Sie möchten das Guthaben aus dem Zeitraum bis zum 9.7.2018 mit der Nachforderung aus dem Zeitraum 10.7.2018-31.10.2018 verrechnen.
Eigentlich müsste der Verwalter zwei Abrechnungen erstellen. Eine Abrechnung für den Zeitraum nach Eröffnung des Insolvenzverfahrens (1.10.2018) und eine Abrechnung für den Zeitraum zwischen 10.7.2018 und 30.9.2018, nämlich vor der Eröffnung.
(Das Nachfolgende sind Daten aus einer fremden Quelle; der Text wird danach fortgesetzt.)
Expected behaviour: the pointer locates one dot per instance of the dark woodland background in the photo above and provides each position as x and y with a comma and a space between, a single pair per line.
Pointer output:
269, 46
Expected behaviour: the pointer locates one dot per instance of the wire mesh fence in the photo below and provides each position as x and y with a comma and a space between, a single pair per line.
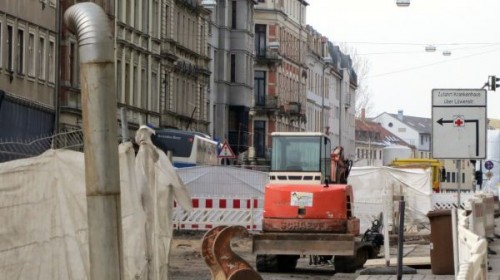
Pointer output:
11, 149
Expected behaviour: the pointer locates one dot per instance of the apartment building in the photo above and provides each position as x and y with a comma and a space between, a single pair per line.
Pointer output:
185, 96
162, 74
28, 63
231, 49
280, 72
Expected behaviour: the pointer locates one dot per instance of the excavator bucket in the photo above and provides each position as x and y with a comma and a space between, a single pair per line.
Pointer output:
223, 263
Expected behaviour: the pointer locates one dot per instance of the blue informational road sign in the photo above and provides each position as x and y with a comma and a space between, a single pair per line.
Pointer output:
488, 165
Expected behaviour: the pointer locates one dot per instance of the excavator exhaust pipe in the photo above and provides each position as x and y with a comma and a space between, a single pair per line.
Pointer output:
91, 25
224, 264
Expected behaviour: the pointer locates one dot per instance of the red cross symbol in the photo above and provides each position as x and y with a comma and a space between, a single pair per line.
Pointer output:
459, 122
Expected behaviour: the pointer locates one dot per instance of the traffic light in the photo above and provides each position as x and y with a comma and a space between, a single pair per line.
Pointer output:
492, 82
479, 177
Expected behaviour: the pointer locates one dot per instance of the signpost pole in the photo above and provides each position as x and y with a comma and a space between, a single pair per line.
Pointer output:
459, 185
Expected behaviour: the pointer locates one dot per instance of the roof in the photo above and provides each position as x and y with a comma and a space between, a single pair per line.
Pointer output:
419, 124
372, 132
494, 123
294, 133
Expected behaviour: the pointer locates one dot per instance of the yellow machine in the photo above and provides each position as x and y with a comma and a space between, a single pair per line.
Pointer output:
435, 165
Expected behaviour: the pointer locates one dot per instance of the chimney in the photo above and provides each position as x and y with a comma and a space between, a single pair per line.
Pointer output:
400, 115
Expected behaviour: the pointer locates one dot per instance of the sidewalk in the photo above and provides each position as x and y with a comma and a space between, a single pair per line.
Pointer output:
426, 274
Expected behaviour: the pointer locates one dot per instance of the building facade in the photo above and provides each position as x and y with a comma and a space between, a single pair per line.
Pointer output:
417, 131
28, 63
231, 50
280, 73
162, 73
371, 140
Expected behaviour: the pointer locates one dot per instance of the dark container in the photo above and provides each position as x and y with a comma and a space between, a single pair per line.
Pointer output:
441, 242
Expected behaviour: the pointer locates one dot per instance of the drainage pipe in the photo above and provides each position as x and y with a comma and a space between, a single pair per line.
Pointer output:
95, 40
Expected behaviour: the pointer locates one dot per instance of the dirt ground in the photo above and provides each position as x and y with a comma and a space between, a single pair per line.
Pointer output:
186, 262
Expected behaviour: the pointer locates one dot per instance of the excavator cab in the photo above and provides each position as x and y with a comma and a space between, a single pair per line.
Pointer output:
301, 157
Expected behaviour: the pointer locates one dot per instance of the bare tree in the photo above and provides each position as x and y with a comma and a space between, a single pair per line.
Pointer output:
362, 68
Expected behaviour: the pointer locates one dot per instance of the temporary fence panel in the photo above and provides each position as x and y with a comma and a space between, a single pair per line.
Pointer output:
449, 199
211, 212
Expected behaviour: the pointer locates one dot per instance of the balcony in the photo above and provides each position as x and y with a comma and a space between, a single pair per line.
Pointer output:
268, 57
267, 105
293, 108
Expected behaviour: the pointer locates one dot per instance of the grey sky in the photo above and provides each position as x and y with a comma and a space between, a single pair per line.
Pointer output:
393, 39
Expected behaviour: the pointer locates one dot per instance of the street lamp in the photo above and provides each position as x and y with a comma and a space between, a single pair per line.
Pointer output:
326, 63
403, 3
209, 3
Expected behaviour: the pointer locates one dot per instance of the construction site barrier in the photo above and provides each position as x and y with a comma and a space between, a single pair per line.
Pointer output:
473, 226
211, 212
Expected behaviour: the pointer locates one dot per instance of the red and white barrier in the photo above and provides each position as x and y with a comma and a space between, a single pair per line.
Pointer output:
211, 212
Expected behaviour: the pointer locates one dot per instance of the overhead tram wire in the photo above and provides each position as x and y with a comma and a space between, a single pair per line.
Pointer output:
428, 65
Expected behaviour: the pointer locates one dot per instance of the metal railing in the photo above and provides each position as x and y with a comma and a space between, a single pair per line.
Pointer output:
12, 149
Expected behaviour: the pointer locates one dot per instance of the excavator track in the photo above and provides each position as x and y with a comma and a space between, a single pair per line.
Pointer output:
223, 263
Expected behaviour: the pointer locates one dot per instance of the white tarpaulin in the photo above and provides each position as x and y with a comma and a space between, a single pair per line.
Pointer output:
44, 216
213, 181
374, 189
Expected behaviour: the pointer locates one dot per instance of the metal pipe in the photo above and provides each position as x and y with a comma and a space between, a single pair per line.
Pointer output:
95, 39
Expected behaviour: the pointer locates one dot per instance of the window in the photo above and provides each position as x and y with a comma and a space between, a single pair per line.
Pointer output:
31, 55
128, 11
41, 58
233, 68
20, 51
144, 89
259, 88
155, 18
10, 48
260, 39
259, 138
127, 83
135, 99
52, 57
145, 15
136, 14
74, 67
154, 90
233, 14
119, 12
1, 44
118, 80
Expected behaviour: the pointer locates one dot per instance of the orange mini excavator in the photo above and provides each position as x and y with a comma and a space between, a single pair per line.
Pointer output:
308, 207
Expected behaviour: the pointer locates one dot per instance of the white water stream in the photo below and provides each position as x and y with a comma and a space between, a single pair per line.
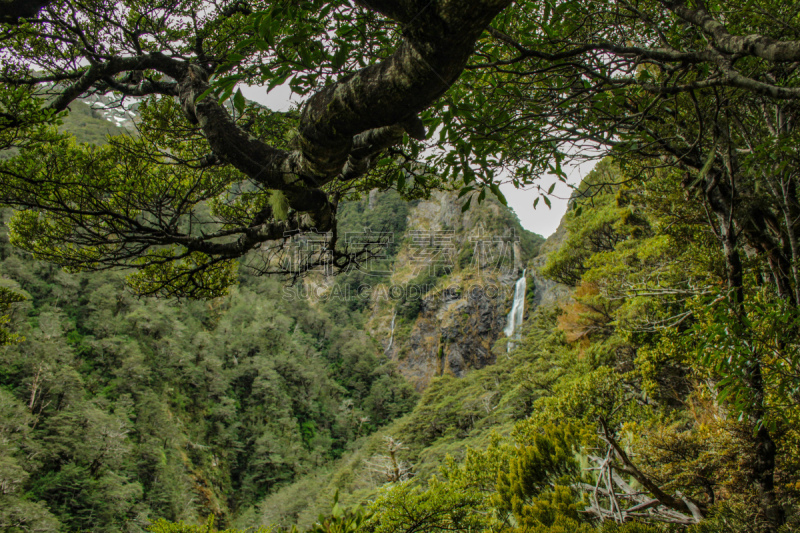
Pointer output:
391, 334
517, 310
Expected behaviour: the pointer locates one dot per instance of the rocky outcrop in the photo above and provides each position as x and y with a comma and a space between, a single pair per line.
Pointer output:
451, 288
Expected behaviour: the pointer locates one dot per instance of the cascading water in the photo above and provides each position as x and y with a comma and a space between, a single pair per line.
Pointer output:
391, 334
517, 311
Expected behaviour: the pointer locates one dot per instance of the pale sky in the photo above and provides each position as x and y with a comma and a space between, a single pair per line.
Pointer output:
541, 220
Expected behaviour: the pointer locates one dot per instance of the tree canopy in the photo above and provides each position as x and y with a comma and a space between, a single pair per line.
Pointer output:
699, 98
494, 91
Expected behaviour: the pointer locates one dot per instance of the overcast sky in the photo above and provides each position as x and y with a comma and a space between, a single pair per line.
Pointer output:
541, 220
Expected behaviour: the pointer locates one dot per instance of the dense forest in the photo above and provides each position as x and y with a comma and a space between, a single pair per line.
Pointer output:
163, 368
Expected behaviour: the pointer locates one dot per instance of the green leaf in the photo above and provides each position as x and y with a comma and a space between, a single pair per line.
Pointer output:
238, 101
498, 193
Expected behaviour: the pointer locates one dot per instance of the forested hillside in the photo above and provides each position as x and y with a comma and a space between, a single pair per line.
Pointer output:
224, 318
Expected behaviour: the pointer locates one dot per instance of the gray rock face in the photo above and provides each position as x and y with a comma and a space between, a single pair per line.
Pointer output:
463, 315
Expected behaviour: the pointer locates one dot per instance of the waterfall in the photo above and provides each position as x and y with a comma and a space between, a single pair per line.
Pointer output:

Gegen Forderungen aus der Zeit nach Eröffnung des Insolvenzverfahrens können Sie nicht mit Forderungen aus der Zeit vor der Eröffnung aufrechnen, § 96 Abs. 1 Nr. 1 InsO
. Für den Zeitraum ab 1.10.2018 müssen Sie daher auf jeden Fall an den Insolvenzverwalter zahlen.
Für den Zeitraum vor der Eröffnung gilt etwas anderes. Grundsätzlich ist eine Aufrechnung möglich.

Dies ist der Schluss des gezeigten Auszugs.